Monday, November 30, 2009

Some Considerations for Homeschoolers Seeking College

Happy Hearts at Home shared this article, as well as many homeschool resources, frugal living, coupons and more. Well worth the visit.

This article is just one of many shared by 'higher education' folks getting homeschoolers into their classrooms. Personally, I'm not all about 'higher education' in and of itself, but to each his own. What I did agree with in this article is that homeschoolers tend to be unprepared for that higher terms of the methods of traditional schooling, such as those countless tests, written essays and large-scale term papers, and some schoolers even lack the plain everyday routine that traditional schooling lives by.

You don't do any favors to your children by allowing constant unrestraint, the building of habits that work against routine and structure, the lack of expectations and such.

And we have been having alot of all of that here for a while. It's not a child's a parent thing. Children are not natural rule-makers and followers. They have to be taught restraint, they have to be taught self-control and they have to be taught how to stick to routine and schedule. No matter how badly you wish to buck against that system, it's simply how the world operates. Every job, every one of those 'higher education' classes, everything they will do short of taking up homesteading in the most rural areas, will require them to conform to the schedules and routines of everyone else around them. Sure, we have 24 hour stores and even classes that are available 24 hours, but 95% of the common world runs on specific schedules and specific instructions, and sadly for most of us trying to release ourselves from it, life for our children just won't be rural enough to be free living and free from schedules and conformity on a pretty large scale.

Just some random thoughts...if those higher education folks are pointing these basic things out, maybe it's something to at least consider in your homeschooling endeavors, if you are trying to produce adults that are fully capable to take the world outside by storm.

College Professor Critiques Homeschoolers

copyright 2009 by Greg Landry, M.S.

I teach sophomore through senior level college
students - most of them are "pre-professional"
students. They are preparing to go to medical
school, dental school, physical therapy school,

As a generalization, I've noticed certain
characteristics common in my students who were
homeschooled. Some of these are desirable,
some not.

Desirable characteristics:

1. They are independent learners and do a great
job of taking initiative and being responsible
for learning. They don't have to be "spoon fed"
as many students do. This gives them an advantage
at two specific points in their education;
early in college and in graduate education.

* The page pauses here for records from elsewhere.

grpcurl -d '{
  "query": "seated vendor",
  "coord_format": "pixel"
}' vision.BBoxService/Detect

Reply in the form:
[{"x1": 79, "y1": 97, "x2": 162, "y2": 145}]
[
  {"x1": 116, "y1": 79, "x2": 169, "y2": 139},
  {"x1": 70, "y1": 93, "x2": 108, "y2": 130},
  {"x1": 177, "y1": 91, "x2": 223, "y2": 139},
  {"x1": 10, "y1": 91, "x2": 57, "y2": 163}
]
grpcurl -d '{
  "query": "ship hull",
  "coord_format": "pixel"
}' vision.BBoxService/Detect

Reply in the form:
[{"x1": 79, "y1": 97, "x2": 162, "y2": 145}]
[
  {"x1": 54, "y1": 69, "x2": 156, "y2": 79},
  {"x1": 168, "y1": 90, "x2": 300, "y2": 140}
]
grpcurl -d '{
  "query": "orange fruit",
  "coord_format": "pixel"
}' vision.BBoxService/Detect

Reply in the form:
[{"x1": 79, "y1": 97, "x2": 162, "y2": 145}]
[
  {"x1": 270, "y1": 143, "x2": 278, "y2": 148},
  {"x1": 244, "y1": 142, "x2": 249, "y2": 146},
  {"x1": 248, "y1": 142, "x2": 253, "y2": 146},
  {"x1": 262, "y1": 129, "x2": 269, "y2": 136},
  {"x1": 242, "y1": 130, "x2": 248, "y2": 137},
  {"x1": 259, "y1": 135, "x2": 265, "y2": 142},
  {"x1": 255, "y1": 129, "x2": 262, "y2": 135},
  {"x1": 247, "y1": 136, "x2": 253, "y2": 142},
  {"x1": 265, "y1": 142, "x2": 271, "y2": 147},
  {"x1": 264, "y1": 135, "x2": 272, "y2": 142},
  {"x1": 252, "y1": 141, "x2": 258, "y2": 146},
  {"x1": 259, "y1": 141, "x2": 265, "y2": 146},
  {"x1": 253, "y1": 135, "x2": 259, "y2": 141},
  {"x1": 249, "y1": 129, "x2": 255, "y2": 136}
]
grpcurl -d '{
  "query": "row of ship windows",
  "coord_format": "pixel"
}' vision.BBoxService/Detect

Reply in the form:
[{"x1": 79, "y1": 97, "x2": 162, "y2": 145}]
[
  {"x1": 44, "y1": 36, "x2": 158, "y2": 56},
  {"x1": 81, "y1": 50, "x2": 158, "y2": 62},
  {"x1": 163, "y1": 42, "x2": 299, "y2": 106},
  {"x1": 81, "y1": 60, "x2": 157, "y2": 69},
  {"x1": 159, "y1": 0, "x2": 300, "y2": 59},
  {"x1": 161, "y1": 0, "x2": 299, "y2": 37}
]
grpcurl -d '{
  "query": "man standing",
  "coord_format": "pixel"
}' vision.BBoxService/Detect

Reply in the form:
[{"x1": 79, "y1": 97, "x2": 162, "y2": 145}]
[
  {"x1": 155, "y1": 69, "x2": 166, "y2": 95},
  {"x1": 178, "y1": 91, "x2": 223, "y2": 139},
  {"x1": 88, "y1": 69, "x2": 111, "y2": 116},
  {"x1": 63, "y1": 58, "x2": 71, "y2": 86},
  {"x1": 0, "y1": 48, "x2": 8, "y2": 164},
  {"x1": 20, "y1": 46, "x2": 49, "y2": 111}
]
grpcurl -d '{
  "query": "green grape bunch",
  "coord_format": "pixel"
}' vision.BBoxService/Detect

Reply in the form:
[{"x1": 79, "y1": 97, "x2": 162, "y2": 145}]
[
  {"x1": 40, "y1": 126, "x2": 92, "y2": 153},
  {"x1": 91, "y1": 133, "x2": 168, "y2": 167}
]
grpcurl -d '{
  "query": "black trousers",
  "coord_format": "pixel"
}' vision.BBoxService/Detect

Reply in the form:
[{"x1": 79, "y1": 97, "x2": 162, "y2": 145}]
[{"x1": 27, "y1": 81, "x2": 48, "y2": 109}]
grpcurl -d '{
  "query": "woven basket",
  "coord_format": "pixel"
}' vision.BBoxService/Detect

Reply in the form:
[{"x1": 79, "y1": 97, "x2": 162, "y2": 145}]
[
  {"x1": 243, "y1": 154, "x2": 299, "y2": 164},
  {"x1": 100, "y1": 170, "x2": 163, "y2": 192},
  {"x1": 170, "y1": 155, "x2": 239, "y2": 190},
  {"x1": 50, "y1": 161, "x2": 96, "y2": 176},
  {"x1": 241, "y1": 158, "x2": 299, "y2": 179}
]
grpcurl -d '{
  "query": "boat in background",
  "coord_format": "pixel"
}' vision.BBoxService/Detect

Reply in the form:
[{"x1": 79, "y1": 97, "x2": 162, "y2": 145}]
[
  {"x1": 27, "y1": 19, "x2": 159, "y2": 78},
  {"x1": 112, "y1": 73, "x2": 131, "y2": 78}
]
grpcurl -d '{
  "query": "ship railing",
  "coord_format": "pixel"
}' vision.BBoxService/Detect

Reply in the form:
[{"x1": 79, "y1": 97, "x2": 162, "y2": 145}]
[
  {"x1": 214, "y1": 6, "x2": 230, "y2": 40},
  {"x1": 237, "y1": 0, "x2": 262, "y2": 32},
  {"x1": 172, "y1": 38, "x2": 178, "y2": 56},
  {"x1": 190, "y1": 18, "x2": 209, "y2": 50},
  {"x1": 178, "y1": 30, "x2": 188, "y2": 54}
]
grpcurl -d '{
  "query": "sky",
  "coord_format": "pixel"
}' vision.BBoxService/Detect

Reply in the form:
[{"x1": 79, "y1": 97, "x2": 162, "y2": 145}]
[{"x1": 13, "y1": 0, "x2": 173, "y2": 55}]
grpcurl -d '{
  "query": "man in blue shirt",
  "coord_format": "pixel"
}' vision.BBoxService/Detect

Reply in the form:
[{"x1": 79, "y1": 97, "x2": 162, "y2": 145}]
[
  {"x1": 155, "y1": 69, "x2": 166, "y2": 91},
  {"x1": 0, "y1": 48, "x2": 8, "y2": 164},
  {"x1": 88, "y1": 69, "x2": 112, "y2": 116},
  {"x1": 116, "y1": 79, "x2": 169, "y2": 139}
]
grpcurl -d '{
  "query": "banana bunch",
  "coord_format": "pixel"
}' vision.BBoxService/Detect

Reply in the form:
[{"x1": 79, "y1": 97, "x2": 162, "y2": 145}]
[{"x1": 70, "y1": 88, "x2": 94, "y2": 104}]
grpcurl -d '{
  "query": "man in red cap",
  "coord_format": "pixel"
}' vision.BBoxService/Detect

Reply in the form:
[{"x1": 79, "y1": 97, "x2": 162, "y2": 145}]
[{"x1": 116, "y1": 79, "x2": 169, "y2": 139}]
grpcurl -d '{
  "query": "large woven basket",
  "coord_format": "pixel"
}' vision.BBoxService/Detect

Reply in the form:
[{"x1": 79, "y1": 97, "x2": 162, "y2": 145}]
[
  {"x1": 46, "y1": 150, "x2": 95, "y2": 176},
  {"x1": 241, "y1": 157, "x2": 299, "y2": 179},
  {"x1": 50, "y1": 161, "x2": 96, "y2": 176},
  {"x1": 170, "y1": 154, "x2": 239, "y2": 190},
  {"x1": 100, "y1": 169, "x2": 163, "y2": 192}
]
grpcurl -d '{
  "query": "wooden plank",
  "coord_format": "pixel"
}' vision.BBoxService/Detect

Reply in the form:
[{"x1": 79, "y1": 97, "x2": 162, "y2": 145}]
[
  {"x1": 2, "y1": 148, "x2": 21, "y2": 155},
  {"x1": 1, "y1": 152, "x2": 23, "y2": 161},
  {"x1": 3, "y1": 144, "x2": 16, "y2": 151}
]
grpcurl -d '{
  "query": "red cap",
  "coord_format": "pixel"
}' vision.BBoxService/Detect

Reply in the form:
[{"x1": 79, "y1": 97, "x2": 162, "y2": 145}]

2. They handle classroom social situations
(interactions with their peers and professors)
very well. In general, my homeschooled students
are a pleasure to have in class. They greet me
when the enter the class, initiate conversations
when appropriate, and they don't hesitate to
ask good questions. Most of my students do
none of these.

3. They are serious about their education and
that's very obvious in their attitude, preparedness,
and grades.

Areas where homeschooled students can improve:

1. They come to college less prepared in the
sciences than their schooled counterparts -
sometimes far less prepared. This can be
especially troublesome for pre-professional
students who need to maintain a high grade
point average from the very beginning.

2. They come to college without sufficient
test-taking experience, particularly with
timed tests. Many homeschooled students have a
high level of anxiety when it comes to taking
timed tests.

3. Many homeschooled students have problems
meeting deadlines and have to adjust to that in
college. That adjustment time in their freshman
year can be costly in terms of the way it affects
their grades.

My advice to homeschooling parents:

1. If your child is even possibly college
bound and interested in the sciences, make
sure that they have a solid foundation of
science in the high school years.

2. Begin giving timed tests by 7th or 8th grade.
I'm referring to all tests that students take, not
just national, standardized tests.

I think it is a disservice to not give students
timed tests. They tend to focus better and score
higher on timed tests, and, they are far better
prepared for college and graduate education if
they've taken timed tests throughout the high
school years.

In the earlier years the timed tests should allow
ample time to complete the test as long as the
student is working steadily. The objective is for
them to know it's timed yet not to feel a time
pressure. This helps students to be comfortable
taking timed tests and develops confidence in
their test-taking abilities.

3. Give your students real deadlines to meet in
the high school years. If it's difficult for students
to meet these deadlines because they're
coming from mom or dad, have them take
"outside" classes; online, co-op, or community

Greg Landry is a 14 year veteran homeschool dad
and college professor. He also teaches one and
two semester online science classes, and offers
free 45 minute online seminars..

1 comment:

LizBeth said...

This is a tough issue all the way around. Having taught in public schools, I've seen it from both sides now. I think I'll do a post about it after I retire.



Jeremiah 6:16
Thus saith the LORD, Stand ye in the ways, and see, and ask for the old paths, where is the good way, and walk therein, and ye shall find rest for your souls.